Mark Hofer is a man of many talents. Not only has he never lost a thumb wrestling match, he has the uncanny ability to identify the voice of narrators in movies, television shows and commercials. And by day, Hofer is the Spears Term Distinguished Associate Professor of Education at William & Mary, where he teaches future educators about integrating technology into their classrooms.
Hofer began teaching high school social studies after graduating from the University of Notre Dame. “I started using technology in my teaching, which was way early in the technology revolution,” Hofer says. “But I was really interested in how it can engage some kids who are completely disengaged otherwise, and how it can really turn students on to learning.”
Hofer decided he wanted to work in a teacher education program, and so he went to graduate school at the University of Virginia. After finishing his Ph.D., he taught for two years at Towson University. While he appreciated the experience, Hofer found his job to be a heavy teaching load and had difficulty finding the time and resources needed to perform research.
He joined the W&M faculty in 2008, becoming the Spears Term Distinguished Professor in 2014. His professorship is named after Sallie Gertrude Smoot Spears, who did not attend W&M, but had a love for her native state of Virginia. Since 1980, her gift has helped provide financial support for faculty.
Hofer finds that his position in the School of Education provides the perfect balance between teaching and research. He has the opportunity to teach at both the graduate and undergraduate level, but still finds that scholarship is valued and appreciated at W&M.
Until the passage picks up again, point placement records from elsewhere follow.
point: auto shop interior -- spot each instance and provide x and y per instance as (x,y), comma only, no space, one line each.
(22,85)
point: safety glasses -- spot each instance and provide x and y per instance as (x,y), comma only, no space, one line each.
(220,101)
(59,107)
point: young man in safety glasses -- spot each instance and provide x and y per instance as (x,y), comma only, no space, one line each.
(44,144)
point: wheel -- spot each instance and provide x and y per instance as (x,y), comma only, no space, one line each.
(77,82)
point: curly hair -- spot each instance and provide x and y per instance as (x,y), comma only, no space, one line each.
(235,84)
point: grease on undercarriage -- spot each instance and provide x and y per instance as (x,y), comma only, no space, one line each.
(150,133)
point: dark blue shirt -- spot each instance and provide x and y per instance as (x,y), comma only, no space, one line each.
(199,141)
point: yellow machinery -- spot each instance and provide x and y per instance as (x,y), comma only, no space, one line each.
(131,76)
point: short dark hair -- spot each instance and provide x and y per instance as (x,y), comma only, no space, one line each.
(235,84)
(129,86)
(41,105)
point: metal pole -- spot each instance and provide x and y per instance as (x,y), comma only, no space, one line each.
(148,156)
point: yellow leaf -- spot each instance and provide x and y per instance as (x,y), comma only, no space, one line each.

Hofer is interested in integrating technology into classrooms in order to engage students. When he was a middle school and high school student in the ’80s and early ’90s, much of the schoolwork he was doing was project-based work.
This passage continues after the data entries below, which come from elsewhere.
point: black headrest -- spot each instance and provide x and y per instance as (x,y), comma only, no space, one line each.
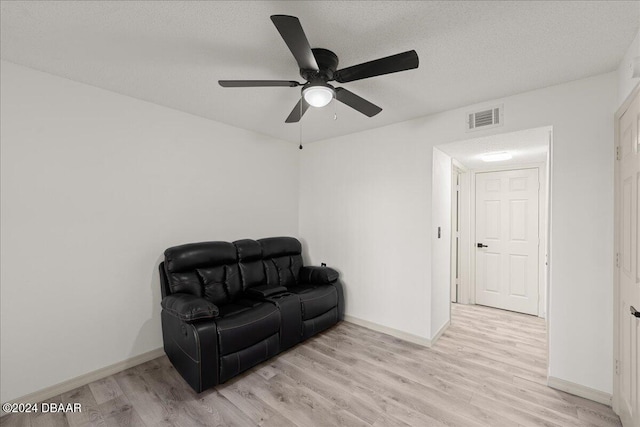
(280,246)
(248,250)
(199,255)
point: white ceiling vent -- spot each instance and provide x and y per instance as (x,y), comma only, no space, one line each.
(485,119)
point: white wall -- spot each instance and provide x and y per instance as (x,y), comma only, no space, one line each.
(95,186)
(441,247)
(626,82)
(365,207)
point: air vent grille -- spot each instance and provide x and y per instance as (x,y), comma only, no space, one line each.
(484,119)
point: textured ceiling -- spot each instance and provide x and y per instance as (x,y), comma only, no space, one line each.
(527,147)
(172,53)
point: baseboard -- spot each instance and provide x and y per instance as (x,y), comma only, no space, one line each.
(579,390)
(441,331)
(389,331)
(79,381)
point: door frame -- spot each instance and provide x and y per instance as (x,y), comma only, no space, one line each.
(462,257)
(615,399)
(543,229)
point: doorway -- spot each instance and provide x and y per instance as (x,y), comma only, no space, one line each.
(507,229)
(504,206)
(626,389)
“I can still remember projects that I did in elementary school that were long-term projects that challenged us to apply what we were learning in class to real-world situations,” Hofer says. “But by the time I was teaching in the mid-’90s, there was a shift to preparing students for high-stakes testing. There’s a lot of research nationally about how, as kids go through K-12 schools, and hit sixth grade, their engagement and interest in school just goes off a cliff.”
A lot of Hofer’s research over the last few years has been focused on students creating short documentary films in their history classes. “History can be such a dry subject in the way it’s typically taught,” Hofer says. “But documentaries are an engaging medium because kids are so wired into video. You take that love of video and encourage kids to create evidence-based arguments, which is what a documentary is. You can get them to do really intellectual, high-level work in a medium that’s very engaging and real for them. That’s the kind of work I feel we need to have across the spectrum in K-12.”
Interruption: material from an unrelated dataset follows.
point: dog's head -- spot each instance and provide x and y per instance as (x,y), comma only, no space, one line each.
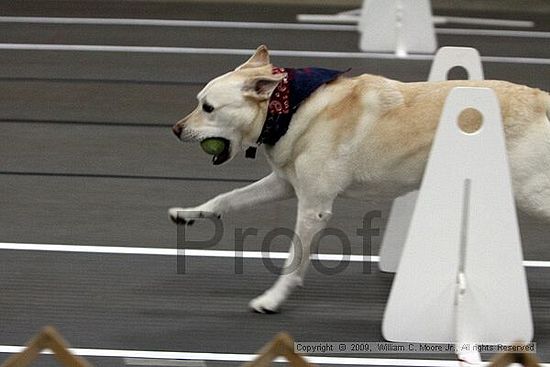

Much of the research Hofer performs is qualitative case study research that is often context-dependent. “This type of research doesn’t lend itself to large-scale studies or quantitative survey data,” Hofer says. This means there aren’t usually many funding opportunities for Hofer’s type of work.
“Without this professorship, it would’ve cost much more time and effort to find funds. I can’t speak highly enough of how much I’ve appreciated that support because it really has made a huge difference in my career.”
Hofer keeps that fact in mind while teaching and conducting research, and he hopes the work he has done has paid it forward. One of his proudest moments was the creation of a book he wrote with a colleague on incorporating documentary filmmaking into the classroom. A decade’s worth of research culminated in a sort of handbook for teachers who wanted to do this. Hofer says this book was very gratifying for him professionally, in the sense that it was long-term, sustained research out in classrooms, but with a practical product that teachers were able to use.
“I want to say a sincere thank you to the donors who make professorships possible,” Hofer says. “They stimulate creativity and whole new areas of scholarship that would be difficult or impossible without their help. They make such a contribution, not just to W&M, but to the broader academic community.”